Daha sonra kokayı beyaz adam keşfetmiş.
Koka çiğnemenin, kölelerin daha hızlı yürümesini ve enerjik olmasını sağladığını maden sahipleri anlayınca zorunlu hale getirilmiş. Köleler 48 saat aralıksız mola vermeden, yemek yemeden sadece koka çiğneyerek çalıştırılmış.

1885 de anastezide kullanılmak üzere kokain üretilmiş. (nerede olduğunu not almamışım)

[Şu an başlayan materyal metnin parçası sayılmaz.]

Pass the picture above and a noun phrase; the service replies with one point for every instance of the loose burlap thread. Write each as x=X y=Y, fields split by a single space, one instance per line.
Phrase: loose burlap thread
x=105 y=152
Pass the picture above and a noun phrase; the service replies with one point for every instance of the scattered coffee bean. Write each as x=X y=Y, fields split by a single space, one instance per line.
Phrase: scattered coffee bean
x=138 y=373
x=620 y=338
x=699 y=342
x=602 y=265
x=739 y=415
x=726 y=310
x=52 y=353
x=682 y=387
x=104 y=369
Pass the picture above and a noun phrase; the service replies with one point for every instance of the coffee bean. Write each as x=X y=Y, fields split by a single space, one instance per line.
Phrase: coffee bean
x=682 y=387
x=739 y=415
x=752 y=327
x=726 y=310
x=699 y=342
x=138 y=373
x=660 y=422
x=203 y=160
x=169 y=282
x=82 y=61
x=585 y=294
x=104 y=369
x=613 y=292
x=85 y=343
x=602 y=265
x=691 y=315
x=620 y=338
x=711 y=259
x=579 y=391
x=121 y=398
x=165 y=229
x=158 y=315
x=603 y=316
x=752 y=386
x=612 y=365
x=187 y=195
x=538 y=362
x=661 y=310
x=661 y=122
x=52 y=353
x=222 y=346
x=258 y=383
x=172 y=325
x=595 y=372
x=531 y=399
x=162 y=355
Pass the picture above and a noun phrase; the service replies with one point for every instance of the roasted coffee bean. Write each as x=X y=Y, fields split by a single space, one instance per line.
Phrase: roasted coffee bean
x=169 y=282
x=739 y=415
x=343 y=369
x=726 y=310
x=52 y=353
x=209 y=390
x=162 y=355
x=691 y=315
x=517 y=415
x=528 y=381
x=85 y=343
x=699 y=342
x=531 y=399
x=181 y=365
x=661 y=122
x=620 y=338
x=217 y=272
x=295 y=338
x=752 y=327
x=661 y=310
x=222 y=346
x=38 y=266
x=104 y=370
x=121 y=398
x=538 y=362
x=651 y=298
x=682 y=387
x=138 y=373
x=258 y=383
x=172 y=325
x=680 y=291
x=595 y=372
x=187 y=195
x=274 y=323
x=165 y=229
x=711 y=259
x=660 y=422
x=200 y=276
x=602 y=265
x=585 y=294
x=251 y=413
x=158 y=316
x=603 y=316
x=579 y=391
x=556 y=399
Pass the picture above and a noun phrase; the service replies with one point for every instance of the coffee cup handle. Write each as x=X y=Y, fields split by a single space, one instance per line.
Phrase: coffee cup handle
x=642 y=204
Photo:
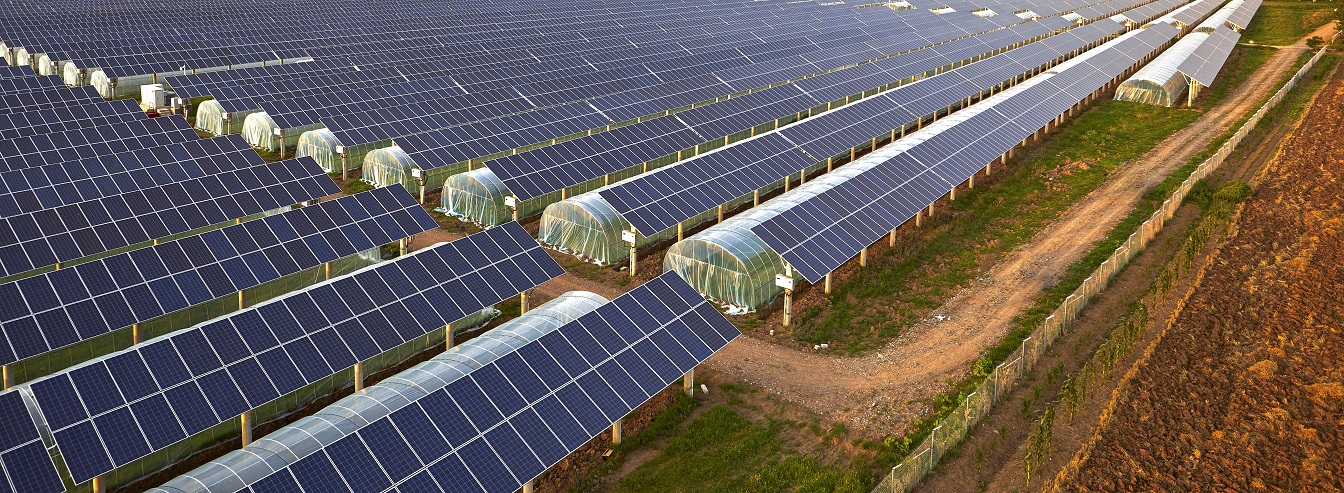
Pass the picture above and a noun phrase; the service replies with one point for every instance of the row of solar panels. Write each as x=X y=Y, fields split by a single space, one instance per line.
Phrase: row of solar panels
x=547 y=169
x=661 y=199
x=820 y=234
x=202 y=51
x=1207 y=59
x=583 y=67
x=125 y=406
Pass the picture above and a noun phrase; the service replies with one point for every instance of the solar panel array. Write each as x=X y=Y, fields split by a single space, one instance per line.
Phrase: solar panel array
x=89 y=114
x=98 y=223
x=1241 y=18
x=65 y=306
x=1207 y=59
x=24 y=464
x=661 y=199
x=88 y=143
x=500 y=425
x=116 y=410
x=1195 y=11
x=820 y=234
x=547 y=169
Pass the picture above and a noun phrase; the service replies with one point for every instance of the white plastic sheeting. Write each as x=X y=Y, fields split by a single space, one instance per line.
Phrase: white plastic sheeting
x=1160 y=82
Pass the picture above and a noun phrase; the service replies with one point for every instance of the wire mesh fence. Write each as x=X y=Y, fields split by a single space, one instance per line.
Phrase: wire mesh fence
x=954 y=427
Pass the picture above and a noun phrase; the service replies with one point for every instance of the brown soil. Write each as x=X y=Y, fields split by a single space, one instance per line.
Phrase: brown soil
x=992 y=454
x=880 y=392
x=1255 y=403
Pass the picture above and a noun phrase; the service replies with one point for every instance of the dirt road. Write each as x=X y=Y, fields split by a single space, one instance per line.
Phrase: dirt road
x=878 y=394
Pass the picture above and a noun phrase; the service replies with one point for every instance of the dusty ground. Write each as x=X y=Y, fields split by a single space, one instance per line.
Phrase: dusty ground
x=1257 y=403
x=992 y=456
x=879 y=392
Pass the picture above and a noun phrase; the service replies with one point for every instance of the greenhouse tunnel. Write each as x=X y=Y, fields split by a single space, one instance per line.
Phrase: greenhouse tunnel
x=242 y=468
x=588 y=227
x=477 y=196
x=260 y=130
x=323 y=145
x=733 y=266
x=391 y=165
x=1159 y=82
x=210 y=117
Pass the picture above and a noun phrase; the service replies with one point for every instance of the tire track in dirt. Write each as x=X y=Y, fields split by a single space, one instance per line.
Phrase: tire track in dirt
x=878 y=394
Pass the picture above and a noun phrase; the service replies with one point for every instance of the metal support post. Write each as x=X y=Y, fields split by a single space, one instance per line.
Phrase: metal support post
x=633 y=239
x=359 y=376
x=245 y=425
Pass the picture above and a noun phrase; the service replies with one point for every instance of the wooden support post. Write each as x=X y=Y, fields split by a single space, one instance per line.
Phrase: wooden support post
x=344 y=165
x=245 y=425
x=359 y=376
x=635 y=262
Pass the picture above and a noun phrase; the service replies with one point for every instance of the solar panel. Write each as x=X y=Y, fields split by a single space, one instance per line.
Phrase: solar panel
x=23 y=457
x=501 y=425
x=102 y=223
x=1207 y=59
x=655 y=202
x=819 y=234
x=190 y=380
x=15 y=125
x=547 y=169
x=1241 y=18
x=47 y=98
x=88 y=143
x=55 y=309
x=28 y=85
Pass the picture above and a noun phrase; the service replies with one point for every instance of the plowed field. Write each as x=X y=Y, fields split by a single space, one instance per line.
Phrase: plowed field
x=1246 y=390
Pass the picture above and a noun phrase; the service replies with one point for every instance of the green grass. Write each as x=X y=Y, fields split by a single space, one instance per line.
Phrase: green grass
x=895 y=447
x=723 y=452
x=1241 y=63
x=1281 y=23
x=987 y=223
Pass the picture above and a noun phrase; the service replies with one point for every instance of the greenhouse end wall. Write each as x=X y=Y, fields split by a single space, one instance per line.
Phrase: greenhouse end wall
x=390 y=165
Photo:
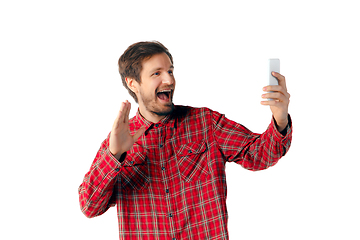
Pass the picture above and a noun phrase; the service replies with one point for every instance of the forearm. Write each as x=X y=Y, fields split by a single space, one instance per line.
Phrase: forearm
x=97 y=188
x=268 y=148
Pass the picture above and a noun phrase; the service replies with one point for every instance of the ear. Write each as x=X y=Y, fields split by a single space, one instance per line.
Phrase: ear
x=132 y=84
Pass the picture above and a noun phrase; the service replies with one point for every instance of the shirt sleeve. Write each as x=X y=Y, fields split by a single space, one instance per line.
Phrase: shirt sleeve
x=251 y=150
x=97 y=191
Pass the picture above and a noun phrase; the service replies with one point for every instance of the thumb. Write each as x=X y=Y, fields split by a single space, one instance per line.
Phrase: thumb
x=138 y=133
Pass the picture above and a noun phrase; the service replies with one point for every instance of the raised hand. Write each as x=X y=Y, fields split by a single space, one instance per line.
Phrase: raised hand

İlk olarak Fransada “Mariani Wine” markası her 28 gr likör için 0,12 gr kokain kullanmaya başlamış daha sonra Abd de 1886 da Dr. John Pemberton tarafından koka bazlı ilk soft içecek “coca cola” adıyla üretime girmiş.
1894 de coca cola’nın içeriğinde kokain varken 1914 de yasaklanması üzerine koka yaprağı tadı (flavour) kullanılmaya başlamış.
Bu madde günümüzde ilaç sanayi, coca cola şirketi ve yasadışı kokain mafyası tarafından yönetilmekte buna rağmen Bolivya suçlanmaktadır. (ve diğer fakir ülkeler—bu benim eklemem)
Bugün 36 ülke ilaç endüstrisinde yasal olarak koka üretiyor. ABD, Fransa, İngiltere, Almanya, Belçika vs bu ülkeler içinde ama Peru, Bolivya gibi bu kıtanın ülkeleri listede yok. Abd de coca cola’nın sahibi Stephan Chemical 500 kg / yıl üretim yapmaktadır.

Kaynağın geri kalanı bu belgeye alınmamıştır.